Florida Attorney General James Uthmeier says his office is investigating OpenAI over alleged links between ChatGPT and the 2025 Florida State University shooting. The state’s public case, though, already reaches beyond that attack into child safety, self-harm, and data privacy concerns.
The public record of the FSU case remains incomplete. Attorneys for a victim’s family say the accused gunman used ChatGPT before the shooting, and prosecutors have confirmed relevant records exist. The chatbot’s actual replies have not been made public.
Probe stretches past one attack
According to TechCrunch’s report on the investigation, Uthmeier announced on April 9 that subpoenas are forthcoming as part of a formal OpenAI probe tied to the FSU shooting. TechCrunch reported that the April 2025 attack killed two people and injured five, and that attorneys for a victim’s family claim ChatGPT was used to help plan it.
The investigation is not limited to that one incident. Bloomberg Law reported on Florida’s probe that Uthmeier also cited allegations involving child sexual abuse material, self-harm, and concerns that user data could be exposed to foreign adversaries. Bloomberg Law also reported that the subpoenas were not yet public and that the matter is being handled through Florida’s state data privacy unit, suggesting Florida is pursuing it through consumer-protection authority rather than criminal law.

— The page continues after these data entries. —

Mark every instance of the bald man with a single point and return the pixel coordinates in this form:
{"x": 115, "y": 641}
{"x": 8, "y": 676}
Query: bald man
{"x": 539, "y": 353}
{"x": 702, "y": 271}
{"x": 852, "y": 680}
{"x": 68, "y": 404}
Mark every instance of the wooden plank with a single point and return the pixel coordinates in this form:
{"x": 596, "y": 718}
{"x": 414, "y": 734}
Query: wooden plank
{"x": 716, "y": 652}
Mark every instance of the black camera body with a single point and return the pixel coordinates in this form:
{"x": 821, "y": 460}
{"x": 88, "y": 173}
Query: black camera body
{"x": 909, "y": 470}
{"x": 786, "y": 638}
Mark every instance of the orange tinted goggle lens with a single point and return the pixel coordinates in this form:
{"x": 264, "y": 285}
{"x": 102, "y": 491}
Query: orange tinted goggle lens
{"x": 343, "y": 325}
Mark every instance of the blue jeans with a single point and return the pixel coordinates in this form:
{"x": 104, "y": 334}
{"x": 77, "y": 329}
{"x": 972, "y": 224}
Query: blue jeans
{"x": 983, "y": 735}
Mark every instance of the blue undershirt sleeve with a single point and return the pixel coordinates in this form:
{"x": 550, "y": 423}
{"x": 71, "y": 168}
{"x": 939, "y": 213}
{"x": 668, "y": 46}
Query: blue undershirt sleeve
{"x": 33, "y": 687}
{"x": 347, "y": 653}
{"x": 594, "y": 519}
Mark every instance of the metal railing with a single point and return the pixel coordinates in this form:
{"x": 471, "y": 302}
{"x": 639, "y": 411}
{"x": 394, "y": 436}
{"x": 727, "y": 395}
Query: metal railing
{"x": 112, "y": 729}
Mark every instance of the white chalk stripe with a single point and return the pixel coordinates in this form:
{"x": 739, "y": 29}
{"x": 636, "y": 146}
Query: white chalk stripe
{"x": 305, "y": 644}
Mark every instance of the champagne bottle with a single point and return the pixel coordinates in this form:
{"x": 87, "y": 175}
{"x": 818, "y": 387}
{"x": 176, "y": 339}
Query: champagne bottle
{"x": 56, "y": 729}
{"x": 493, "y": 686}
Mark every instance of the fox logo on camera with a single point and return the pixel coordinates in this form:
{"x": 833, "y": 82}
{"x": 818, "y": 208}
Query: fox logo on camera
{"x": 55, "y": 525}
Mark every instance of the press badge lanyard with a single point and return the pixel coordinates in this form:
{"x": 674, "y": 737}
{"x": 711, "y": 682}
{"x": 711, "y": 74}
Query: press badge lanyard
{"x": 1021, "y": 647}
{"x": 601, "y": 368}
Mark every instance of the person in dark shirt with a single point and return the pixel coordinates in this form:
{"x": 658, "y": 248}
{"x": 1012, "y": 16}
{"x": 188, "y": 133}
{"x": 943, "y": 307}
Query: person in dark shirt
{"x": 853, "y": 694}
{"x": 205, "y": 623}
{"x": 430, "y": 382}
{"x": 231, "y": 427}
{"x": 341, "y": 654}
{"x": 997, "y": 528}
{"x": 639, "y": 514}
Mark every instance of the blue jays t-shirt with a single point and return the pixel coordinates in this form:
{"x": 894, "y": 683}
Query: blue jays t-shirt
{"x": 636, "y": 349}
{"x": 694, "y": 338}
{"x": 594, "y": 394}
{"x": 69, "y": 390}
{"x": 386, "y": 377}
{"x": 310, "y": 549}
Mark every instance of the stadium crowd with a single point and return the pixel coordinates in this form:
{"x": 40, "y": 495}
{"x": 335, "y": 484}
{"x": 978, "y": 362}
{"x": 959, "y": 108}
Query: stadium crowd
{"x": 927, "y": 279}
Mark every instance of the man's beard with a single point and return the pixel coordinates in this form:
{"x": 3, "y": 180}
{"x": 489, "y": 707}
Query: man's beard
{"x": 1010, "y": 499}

OpenAI said it would cooperate. TechCrunch reported that the company said more than 900 million people use ChatGPT each week and that it builds the product to understand intent and respond in a safe and appropriate way. WPTV’s coverage of the case also said that after learning about the shooting in April 2025, OpenAI identified an account believed to be associated with the suspect and proactively shared that information with law enforcement.
Missing replies remain the key evidence gap
WPTV reported that records tied to accused gunman Phoenix Ikner include queries about when the FSU Student Union would be busiest, how the country would react to a campus shooting, how many victims typically draw media attention, and questions related to suicide. But the available reporting does not include ChatGPT’s full replies. Without those responses, it is harder to tell whether the logs show operational assistance, attempted refusal, or primarily a record of the suspect’s state of mind.
One day before the Florida announcement, OpenAI published its Child Safety Blueprint, a policy framework calling for stronger laws, improved reporting, and safety-by-design measures aimed at AI-enabled child exploitation. That document does not answer Florida’s allegations, but it does show OpenAI was publicly arguing for tougher safety standards as the state moved to investigate it.